By Alice Uribe

SYDNEY--QBE Insurance Group Ltd. suspended its dividend and didn't issue guidance after confirming an annual net loss driven by significant reduction in investment income, impairment of goodwill and deferred tax assets in North America.

The general insurer reported a statutory net loss of US$1.5 billion for the 12 months through December, compared to a US$550 million profit a year earlier.

QBE, which issued an estimate of its headline fiscal 2020 results in December, also reported a US$863 million adjusted cash loss for fiscal 2020, down on a profit of US$733 million the year before.
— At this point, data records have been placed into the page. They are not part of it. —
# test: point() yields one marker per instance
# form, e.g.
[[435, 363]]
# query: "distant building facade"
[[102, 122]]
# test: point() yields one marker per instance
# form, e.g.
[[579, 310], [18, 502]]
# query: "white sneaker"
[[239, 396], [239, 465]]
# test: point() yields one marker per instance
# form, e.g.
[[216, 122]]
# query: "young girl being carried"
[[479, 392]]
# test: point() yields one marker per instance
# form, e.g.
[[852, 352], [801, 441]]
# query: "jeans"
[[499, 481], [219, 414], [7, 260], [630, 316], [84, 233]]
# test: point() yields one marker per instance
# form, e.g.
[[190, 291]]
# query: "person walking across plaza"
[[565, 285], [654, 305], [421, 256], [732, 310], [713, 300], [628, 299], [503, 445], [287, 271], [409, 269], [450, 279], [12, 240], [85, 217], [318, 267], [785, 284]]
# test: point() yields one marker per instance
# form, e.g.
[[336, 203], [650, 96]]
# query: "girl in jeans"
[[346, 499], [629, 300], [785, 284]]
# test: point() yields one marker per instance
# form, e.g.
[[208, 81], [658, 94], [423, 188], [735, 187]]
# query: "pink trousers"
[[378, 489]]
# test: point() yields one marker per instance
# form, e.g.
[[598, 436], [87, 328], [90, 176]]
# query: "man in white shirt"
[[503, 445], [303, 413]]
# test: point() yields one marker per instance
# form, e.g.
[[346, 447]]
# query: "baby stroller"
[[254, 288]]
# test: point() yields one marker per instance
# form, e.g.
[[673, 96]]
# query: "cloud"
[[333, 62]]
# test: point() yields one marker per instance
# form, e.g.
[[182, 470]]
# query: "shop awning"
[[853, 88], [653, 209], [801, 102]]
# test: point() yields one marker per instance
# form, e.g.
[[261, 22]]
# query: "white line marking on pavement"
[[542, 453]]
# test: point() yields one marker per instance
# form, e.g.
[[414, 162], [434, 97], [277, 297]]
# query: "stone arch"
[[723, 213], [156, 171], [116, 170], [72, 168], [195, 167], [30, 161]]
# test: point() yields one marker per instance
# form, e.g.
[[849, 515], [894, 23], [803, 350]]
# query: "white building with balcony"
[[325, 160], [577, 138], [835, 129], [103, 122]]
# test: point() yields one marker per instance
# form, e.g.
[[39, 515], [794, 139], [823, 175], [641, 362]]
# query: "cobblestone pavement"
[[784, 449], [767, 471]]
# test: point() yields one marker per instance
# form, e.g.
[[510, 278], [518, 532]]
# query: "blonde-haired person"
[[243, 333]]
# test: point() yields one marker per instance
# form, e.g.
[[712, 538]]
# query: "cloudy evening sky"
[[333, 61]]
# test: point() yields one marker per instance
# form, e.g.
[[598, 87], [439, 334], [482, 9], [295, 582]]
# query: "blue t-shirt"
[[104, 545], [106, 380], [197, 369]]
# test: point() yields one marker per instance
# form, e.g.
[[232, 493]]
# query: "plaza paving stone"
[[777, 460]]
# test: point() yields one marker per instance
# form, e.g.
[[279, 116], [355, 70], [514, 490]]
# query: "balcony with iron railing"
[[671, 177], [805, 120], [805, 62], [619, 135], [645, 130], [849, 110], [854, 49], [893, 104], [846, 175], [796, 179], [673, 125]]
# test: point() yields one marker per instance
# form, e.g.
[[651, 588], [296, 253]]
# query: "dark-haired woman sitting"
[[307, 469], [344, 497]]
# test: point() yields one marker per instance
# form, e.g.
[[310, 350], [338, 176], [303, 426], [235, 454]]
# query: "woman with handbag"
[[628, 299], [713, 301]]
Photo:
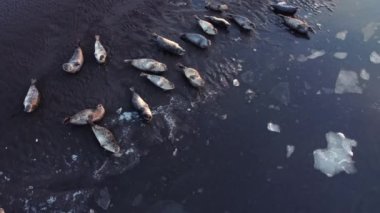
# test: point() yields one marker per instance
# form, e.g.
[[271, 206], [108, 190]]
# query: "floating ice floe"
[[374, 57], [369, 30], [289, 150], [281, 93], [340, 55], [337, 157], [314, 55], [364, 75], [273, 127], [236, 82], [347, 82], [342, 35]]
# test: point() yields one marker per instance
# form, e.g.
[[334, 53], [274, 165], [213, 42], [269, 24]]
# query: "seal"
[[86, 116], [297, 25], [105, 138], [192, 75], [196, 39], [168, 45], [147, 64], [242, 21], [206, 26], [32, 98], [76, 61], [100, 52], [159, 81], [216, 7], [218, 21], [141, 106], [284, 8]]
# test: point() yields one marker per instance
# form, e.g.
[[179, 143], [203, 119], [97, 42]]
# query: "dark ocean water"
[[207, 151]]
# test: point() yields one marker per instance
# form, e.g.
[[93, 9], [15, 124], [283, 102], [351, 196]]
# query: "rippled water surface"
[[205, 151]]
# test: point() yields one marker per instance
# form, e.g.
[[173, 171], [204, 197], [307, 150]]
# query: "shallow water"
[[204, 152]]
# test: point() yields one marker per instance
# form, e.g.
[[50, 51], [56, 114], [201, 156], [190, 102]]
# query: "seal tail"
[[66, 120]]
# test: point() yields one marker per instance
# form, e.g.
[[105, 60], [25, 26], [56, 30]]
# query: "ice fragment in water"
[[337, 157], [341, 35], [281, 93], [236, 82], [347, 82], [364, 75], [273, 127], [374, 57], [369, 30], [289, 150], [340, 55], [316, 54]]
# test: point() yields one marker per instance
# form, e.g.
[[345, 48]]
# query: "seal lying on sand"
[[147, 64], [75, 63], [206, 26], [141, 106], [192, 75], [105, 138], [159, 81], [168, 45], [196, 39], [217, 7], [32, 98], [242, 21], [86, 116], [284, 8], [100, 52], [297, 25], [218, 21]]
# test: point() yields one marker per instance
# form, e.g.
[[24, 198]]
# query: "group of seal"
[[152, 69]]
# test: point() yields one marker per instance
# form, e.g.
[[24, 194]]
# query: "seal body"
[[86, 116], [141, 106], [284, 8], [206, 26], [297, 25], [168, 45], [192, 75], [159, 81], [196, 39], [105, 138], [147, 64], [217, 7], [75, 63], [32, 98], [100, 52], [242, 21], [218, 21]]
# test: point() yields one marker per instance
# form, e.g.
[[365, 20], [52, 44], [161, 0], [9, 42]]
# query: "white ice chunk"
[[369, 30], [347, 82], [364, 75], [374, 57], [316, 54], [289, 150], [340, 55], [342, 35], [337, 157], [274, 127], [236, 82]]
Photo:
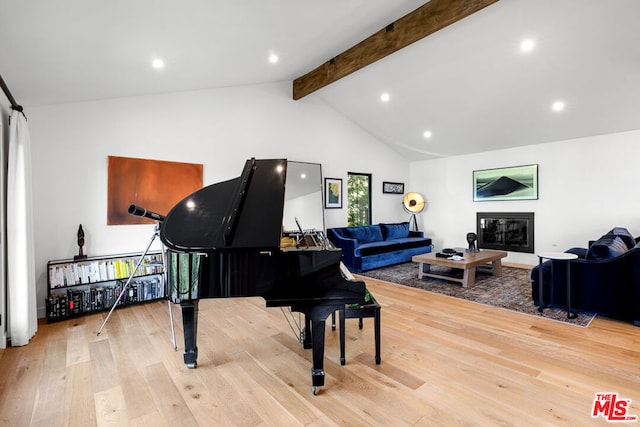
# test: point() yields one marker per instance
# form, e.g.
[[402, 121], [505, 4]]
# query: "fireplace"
[[506, 231]]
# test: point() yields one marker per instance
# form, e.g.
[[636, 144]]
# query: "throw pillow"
[[624, 234], [395, 231], [364, 233], [608, 246]]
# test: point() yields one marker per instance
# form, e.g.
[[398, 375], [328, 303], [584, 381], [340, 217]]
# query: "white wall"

"While obviously very disappointed with the headline loss, premium momentum accelerated across 2020 and has continued into 2021," said Interim Chief Executive Richard Pryce. "Coupled with the improved positioning of the underlying business, we enter this year with confidence and optimism."

QBE separated from its Group CEO Pat Regan on September 1, which analysts say has led to a period of uncertainty around future strategy. Mr. Pryce assumed the role of interim CEO in October while QBE searches for a permanent replacement.

Directors of the company said they expect to resume dividend payments of up to 65% of adjusted cash profits at the time of the 2021 interim result.

Net investment income was US$226 million down from US$1.0 billion last year, which QBE said reflected falling bond yields and narrowing credit spreads largely offset by negative returns on growth assets.

Catastrophe claims for the year were US$688 million or 5.8% of net earned premium, up from US$426 million last year, and was US$134 million above QBE's allowance amid bushfires and hail in Australia, as well as U.S. wildfires and Atlantic hurricanes.

QBE's combined operating ratio was 104.2%, compared to 97.5% in the prior year, reflecting pandemic impacts, adverse prior accident year claims development and elevated catastrophe claims. Its combined operating ratio, excluding US$655 million of Covid-19 impacts was 98.6%.

The company said last year that it was targeting a combined operating ratio of 93.5%-95.5% in fiscal 2020.

Still, QBE's gross written premium grew by 10% to $14.6 billion which in part reflected improved premium retention across all divisions.

QBE's three-year operational efficiency program targeting a US$130 million net reduction in costs and an expense ratio of "less than 14%" by the end of 2021 has progressed ahead of plan, said the company.

"We have commenced the next phase of our operational efficiency program focused on IT modernisation and are targeting an expense ratio of 13% by 2023. To support the program, we will incur a restructuring charge of US$150 million to be expensed over three years," said QBE.